Our Xero Responsible Date Use Advisory Council defines data governance as “the planning, oversight and control over management of data and data-related sources” and further highlights it as “an important factor in an organization’s ability to derive value from data in a responsible, ethical way".

So, what can a busy small business owner do to ensure they are instituting proper data governance? As a busy small business owner myself, I sympathise with the plight of my fellow entrepreneurs. I’ve compiled the following four key considerations when it comes to ethical data governance.

  1. Address data governance now, save time later. In an ideal world, you’ll want to start implementing data governance as soon as you start gathering any customer data. For my business, we started thinking about it when General Data Protection Regulation (GDPR) rules came out. It’s best to get a head start on it, because it’s harder to sift through data retroactively and you’ll incur more costs down the line if you wait. Having said that, keep in mind that it's never too late to begin.
  2. Don’t make it more complex than it is. Most of the time, small business owners think they have no time or budget to handle data governance or that it’s just too complicated.

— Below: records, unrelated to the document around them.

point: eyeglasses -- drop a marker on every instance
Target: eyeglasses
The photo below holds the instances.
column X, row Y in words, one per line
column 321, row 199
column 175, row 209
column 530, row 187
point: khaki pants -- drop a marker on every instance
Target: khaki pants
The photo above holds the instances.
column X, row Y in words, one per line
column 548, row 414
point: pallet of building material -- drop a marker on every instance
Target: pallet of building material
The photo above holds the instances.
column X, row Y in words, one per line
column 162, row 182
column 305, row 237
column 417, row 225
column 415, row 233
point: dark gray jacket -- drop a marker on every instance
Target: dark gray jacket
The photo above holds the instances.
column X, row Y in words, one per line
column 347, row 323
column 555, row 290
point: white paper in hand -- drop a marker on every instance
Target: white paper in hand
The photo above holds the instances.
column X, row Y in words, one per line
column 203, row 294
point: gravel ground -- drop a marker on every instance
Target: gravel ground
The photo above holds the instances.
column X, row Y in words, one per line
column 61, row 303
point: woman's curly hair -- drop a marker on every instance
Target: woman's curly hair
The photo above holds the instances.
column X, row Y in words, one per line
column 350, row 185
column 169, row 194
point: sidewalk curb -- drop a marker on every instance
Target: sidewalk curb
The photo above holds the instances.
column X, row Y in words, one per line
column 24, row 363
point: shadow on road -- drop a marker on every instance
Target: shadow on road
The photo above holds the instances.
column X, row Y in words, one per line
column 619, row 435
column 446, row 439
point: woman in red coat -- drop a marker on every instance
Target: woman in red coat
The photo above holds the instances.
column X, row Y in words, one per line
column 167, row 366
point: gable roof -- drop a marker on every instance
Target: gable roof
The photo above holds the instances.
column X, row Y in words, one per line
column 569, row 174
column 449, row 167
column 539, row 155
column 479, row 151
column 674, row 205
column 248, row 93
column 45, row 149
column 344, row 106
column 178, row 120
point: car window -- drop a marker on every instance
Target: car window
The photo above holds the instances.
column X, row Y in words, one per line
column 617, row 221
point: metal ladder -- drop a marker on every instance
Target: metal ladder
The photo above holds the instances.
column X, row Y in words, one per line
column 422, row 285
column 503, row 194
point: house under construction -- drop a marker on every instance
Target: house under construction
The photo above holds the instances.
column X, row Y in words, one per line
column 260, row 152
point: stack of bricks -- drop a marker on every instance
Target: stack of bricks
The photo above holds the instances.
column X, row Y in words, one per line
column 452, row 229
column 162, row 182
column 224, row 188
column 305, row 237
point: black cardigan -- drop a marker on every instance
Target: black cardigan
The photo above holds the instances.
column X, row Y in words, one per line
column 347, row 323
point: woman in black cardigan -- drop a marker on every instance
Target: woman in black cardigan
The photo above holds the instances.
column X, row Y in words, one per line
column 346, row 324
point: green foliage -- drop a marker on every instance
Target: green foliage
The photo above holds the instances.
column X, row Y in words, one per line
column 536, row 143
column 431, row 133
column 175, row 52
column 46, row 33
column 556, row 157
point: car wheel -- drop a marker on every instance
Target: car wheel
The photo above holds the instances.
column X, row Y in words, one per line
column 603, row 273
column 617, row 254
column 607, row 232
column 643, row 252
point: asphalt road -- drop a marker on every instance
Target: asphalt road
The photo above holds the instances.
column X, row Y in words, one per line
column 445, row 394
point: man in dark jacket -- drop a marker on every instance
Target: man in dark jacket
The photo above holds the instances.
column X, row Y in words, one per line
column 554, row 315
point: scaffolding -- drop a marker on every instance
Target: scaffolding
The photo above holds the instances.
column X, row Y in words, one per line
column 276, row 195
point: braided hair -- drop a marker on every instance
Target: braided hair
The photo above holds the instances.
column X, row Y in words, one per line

But that’s just overthinking it. Start by laying out what data you have and how you are gathering it. Once you spend time looking at it, it’s pretty straightforward. And trust your gut instinct. Generally, if it feels wrong, you might want to take another look at the way you are using your customers’ data. So make sure to review your messages often.
  3. Leverage the tools at your disposal. There are various tools at your disposal for effective data governance without incurring a large investment. For example, when it comes to marketing, make sure you select tools that allow you to use automated best practices for customers to easily unsubscribe or update marketing preferences, including push notifications. This is important so that customers aren’t contacted against their will. Most marketing tools should have some level of automated data governance. Using them effectively will ensure your customers are happy with how you’re storing their data.
  4. Continually revisit data governance in your budget. At my company, data governance is an essential part of our marketing budget, and it should be the same for most small businesses. As your business grows, you may want to consider parsing out your data governance work to a trusted third party. But no matter where you are on your data journey, you should always stay vigilant on how you are addressing data governance. We recently got an email from a customer asking us where we are in our GDPR processes. Thankfully, we have a fairly good grasp on our data governance, so we were able to answer this to the customer’s satisfaction. But imagine if you’re not prepared to respond. You don’t want to put your customer relationships at risk.

People tend to get angry – and rightfully so – if you use their data in a way they don’t want you to. So there is a direct business implication to executing proper data governance. To my fellow SMB owners: make sure you are balancing between ethical data considerations and your business growth. Doing so early on could be a major difference maker down the line.